3. **Read the test file** at `{repo_root}/{test_file}` using the Read tool.
Understand the full structure: test class/functions, mocks, stubs, assertions.
4. **Cross-reference each hallucination category.** The validation logic differs by language:
---
### Python
**Category 1 — Phantom Functions / Classes** (`symbol_calls`)
Each `name` must appear in the source's defined symbols. Skip pytest builtins
(`fixture`, `mark`, `raises`, `approx`), Python builtins (`len`, `str`, `open`, etc.),
`unittest.mock` names (`MagicMock`, `patch`, etc.), and names defined in the test file itself.
**Category 2 — Wrong Imports** (`imports`)
`imports[].module` must map to the source file's dotted module path
(`source_path` with `/` → `.` and `.py` stripped). `imports[].names` must be in `symbols[]`.
Skip stdlib and third-party imports (`os`, `sys`, `pytest`, `unittest`, `requests`, etc.).
**Category 3 — Wrong Mock Targets** (`mock_targets`, style=decorator/inline)

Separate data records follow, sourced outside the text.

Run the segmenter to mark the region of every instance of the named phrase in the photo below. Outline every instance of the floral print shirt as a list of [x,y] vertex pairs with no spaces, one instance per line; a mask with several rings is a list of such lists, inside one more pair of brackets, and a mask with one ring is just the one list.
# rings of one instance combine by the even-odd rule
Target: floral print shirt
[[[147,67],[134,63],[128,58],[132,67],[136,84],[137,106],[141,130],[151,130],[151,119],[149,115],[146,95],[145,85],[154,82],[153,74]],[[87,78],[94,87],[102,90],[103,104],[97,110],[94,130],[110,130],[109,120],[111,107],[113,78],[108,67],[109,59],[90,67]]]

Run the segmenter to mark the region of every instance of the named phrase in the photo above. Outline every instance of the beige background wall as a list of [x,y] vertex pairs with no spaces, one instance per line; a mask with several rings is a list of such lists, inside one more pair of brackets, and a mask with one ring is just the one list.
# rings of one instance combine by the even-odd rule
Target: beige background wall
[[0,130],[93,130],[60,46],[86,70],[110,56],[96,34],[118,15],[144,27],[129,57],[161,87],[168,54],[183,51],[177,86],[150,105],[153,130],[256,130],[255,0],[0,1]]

Split the dotted `target` string. The prefix must match the source module's dotted path.
The final segment must exist as an imported name, defined symbol, or attribute in the source.

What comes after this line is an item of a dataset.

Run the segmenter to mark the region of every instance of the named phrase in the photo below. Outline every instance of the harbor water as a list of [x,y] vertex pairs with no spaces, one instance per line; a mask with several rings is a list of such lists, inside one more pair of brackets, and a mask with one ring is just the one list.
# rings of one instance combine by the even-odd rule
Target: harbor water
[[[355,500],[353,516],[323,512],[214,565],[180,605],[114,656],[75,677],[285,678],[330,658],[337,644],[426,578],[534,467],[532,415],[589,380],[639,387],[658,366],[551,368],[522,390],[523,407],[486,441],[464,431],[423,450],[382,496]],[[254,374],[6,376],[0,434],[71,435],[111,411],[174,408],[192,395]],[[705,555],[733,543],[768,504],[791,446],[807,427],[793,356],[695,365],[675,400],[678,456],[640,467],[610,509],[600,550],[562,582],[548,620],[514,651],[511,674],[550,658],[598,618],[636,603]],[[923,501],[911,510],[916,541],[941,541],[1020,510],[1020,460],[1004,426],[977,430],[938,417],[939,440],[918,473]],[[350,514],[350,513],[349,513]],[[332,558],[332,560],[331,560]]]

`patch.object` style: first part is an imported name; second part must be in source symbols.
**Category 4 — Phantom Attributes** (`attribute_accesses`)

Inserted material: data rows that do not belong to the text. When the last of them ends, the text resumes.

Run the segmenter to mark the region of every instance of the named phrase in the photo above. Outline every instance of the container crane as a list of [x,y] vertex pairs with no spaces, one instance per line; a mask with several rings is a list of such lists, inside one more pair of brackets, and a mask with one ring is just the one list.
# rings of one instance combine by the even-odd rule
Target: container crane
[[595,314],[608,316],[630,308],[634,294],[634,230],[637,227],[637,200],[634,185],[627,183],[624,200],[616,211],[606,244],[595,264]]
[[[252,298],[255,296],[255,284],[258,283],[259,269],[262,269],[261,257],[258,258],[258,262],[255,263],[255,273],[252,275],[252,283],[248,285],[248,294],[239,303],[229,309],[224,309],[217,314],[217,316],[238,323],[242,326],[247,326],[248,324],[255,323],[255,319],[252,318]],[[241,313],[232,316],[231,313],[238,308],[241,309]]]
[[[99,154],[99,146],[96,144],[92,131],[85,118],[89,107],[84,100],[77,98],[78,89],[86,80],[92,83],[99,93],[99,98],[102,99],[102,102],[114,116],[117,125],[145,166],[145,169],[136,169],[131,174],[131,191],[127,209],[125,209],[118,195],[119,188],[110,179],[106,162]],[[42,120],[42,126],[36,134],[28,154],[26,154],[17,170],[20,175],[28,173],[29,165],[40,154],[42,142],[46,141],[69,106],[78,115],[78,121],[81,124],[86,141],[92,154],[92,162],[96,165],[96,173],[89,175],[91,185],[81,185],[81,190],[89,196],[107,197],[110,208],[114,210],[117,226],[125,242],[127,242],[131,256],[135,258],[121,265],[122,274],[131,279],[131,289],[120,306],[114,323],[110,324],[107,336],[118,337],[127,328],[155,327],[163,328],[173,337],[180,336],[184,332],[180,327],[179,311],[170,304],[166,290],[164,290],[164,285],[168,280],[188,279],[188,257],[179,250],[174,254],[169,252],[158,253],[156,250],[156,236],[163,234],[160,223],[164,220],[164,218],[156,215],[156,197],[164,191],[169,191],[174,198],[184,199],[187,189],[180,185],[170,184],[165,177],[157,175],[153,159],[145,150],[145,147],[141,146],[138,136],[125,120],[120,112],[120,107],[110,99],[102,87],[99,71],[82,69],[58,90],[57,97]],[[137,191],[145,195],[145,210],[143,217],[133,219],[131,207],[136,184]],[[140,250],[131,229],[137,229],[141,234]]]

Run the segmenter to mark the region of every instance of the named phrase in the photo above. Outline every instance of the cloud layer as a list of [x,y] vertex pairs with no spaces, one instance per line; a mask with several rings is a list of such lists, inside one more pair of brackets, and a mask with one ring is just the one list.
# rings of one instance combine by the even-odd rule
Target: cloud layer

Only flag when the object is clearly a module or class from the source, and the attribute
demonstrably does not exist. Do NOT flag generic return-value attributes or Mock attrs.
**Category 5 — Phantom Exceptions** (`exception_refs`)
The name must be in source `symbols[]` or be a known Python stdlib exception.
Standard exceptions are NOT hallucinations: `ValueError`, `TypeError`, `KeyError`,
`RuntimeError`, `OSError`, `AttributeError`, `IndexError`, `NotImplementedError`, etc.
**Category 6 — Wrong Argument Names** (`kwarg_calls`)
Find the function definition in the source. Compare kwarg names to real parameter names.
Skip if the function accepts `**kwargs`.
**Category 7 — Fabricated Constants** (`constant_refs`)
ALL_CAPS name must appear in source text as a defined constant. Check raw source, not just symbols.
---
### Java
**Category 1 — Phantom Methods / Classes** (`symbol_calls`)
For `call_style=new`: the class name must be in source `symbols[]` or be an imported class.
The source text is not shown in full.